Wirklich jeder bereichert sich an dem, was eigentlich für die Insassen gedacht ist. Der Gefängnismitarbeiter Huey Rauch (Tim McIntire) nutzt das kaputte System voll aus. Er hat eine kleine Hütte auf dem Gefängnisgelände, hat dort seine kleine Freundin untergebracht und im Schuppen stapelt sich das Essen, das für die Knastis gedacht war. Die fressen derweil Schleim mit Maden.

Die gesamt Szenerie, alles was wir in diesem Gefängnis und drumherum zu sehen bekommen macht einen Zuschauer mit Hirn und Herz nur stinksauer, lässt ihn gleichzeitig verzweifeln. Die Härte dessen, was den Häftlingen geschieht, ist sehr brutal dargestellt. Redford ist hier der Fleck Hoffnung, den man als Häftling, aber auch als Zuschauer benötigt.

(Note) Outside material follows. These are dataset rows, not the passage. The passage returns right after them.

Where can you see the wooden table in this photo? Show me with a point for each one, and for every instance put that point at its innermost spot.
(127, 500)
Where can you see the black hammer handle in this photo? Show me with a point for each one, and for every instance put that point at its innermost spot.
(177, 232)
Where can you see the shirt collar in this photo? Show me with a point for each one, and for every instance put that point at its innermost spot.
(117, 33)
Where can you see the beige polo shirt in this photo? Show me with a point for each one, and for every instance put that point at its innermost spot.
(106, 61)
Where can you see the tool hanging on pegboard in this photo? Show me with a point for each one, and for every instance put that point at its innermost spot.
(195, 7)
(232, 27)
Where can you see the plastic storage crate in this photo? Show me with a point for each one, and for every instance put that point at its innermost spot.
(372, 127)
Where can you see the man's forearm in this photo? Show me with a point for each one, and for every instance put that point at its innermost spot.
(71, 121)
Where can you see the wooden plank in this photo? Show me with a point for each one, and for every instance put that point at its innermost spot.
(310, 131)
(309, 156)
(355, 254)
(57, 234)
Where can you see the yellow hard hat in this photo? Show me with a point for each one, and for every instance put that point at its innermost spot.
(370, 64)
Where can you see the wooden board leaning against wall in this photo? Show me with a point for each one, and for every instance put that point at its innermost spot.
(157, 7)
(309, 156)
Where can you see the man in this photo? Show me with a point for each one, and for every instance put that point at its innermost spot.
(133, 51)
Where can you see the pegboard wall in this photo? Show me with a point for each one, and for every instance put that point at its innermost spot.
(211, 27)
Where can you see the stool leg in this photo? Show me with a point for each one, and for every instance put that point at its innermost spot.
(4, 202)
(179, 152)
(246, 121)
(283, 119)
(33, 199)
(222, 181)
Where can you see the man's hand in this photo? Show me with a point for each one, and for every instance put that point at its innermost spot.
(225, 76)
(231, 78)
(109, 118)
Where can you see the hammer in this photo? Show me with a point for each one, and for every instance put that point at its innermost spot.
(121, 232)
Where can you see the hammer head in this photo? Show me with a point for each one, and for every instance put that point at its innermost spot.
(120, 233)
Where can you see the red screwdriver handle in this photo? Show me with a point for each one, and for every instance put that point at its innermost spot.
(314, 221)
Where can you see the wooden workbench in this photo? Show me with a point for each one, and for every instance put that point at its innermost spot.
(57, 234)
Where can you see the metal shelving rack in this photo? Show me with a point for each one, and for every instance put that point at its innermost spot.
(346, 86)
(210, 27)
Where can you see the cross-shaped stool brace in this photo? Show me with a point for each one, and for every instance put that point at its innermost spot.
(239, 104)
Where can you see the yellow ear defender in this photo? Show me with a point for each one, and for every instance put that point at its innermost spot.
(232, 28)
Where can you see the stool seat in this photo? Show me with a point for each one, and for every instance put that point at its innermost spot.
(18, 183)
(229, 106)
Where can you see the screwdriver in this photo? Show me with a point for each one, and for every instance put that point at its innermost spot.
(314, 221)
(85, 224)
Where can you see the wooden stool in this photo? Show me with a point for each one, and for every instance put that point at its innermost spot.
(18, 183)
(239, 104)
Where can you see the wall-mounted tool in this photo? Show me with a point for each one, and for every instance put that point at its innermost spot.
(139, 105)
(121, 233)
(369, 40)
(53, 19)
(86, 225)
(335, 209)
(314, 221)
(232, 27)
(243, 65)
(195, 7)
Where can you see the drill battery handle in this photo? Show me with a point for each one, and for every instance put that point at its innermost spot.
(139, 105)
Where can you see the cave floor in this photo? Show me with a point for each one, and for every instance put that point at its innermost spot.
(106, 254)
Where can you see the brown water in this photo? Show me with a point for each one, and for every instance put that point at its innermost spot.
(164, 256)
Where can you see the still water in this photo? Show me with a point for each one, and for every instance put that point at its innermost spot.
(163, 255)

Leider ist so viel Mist auch in den Gefängnismauern passiert, dass niemand den Schleier wirklich lüften will. Abraham beichtet, dass er in den über 38 Jahren die er im Knast ist – er war zu 35 verurteilt –, diverse Leichen hat beseitigen müssen. Die sucht Brubaker, um für Gerechtigkeit zu sorgen. Dumm nur, dass die Scheiße bis nach ganz oben reicht. Auch die Politiker, die, die eigentlich eine Reform umgesetzt haben wollten, gehen hart gegen Brubaker vor. Er ist wie ein Don Quijote. Er kämpft auf verlorenem Posten.

Immerhin hat das, was der echte Gefängnisdirektor angestoßen hat, auch im echten Leben dazu geführt, dass das Gefängnis nach einem Aufstand reformiert wurde.

Die Umsetzung ist ungewöhnlich. Wir wissen zum Anfang nicht, dass Brubaker, der sich unter einem falschen Namen einliefern lässt, der neue Direktor ist. Wir lernen nichts über ihn. Zwanzig Minuten dauert es, bis Redford das erste Mal den Mund aufmacht. Sechs weitere Minuten vergehen, bis wir erfahren dass er kein Häftling ist. In der Zwischenzeit sind wir genau wie Brubaker Beobachter. Wir nehmen all die Grausamkeiten auf und bilden uns ein Urteil. Das ist geschickt gemacht.

Der Film ist schrecklich anzuschauen. Man ekelt sich vor der Korruption und vor der Gewalt. Folter ist ganz normal in Wakefield. Brubaker will das Richtige – scheitert aber an dem System, das er ändern will. Von daher kein Happy End. Aber ein sehr guter Film.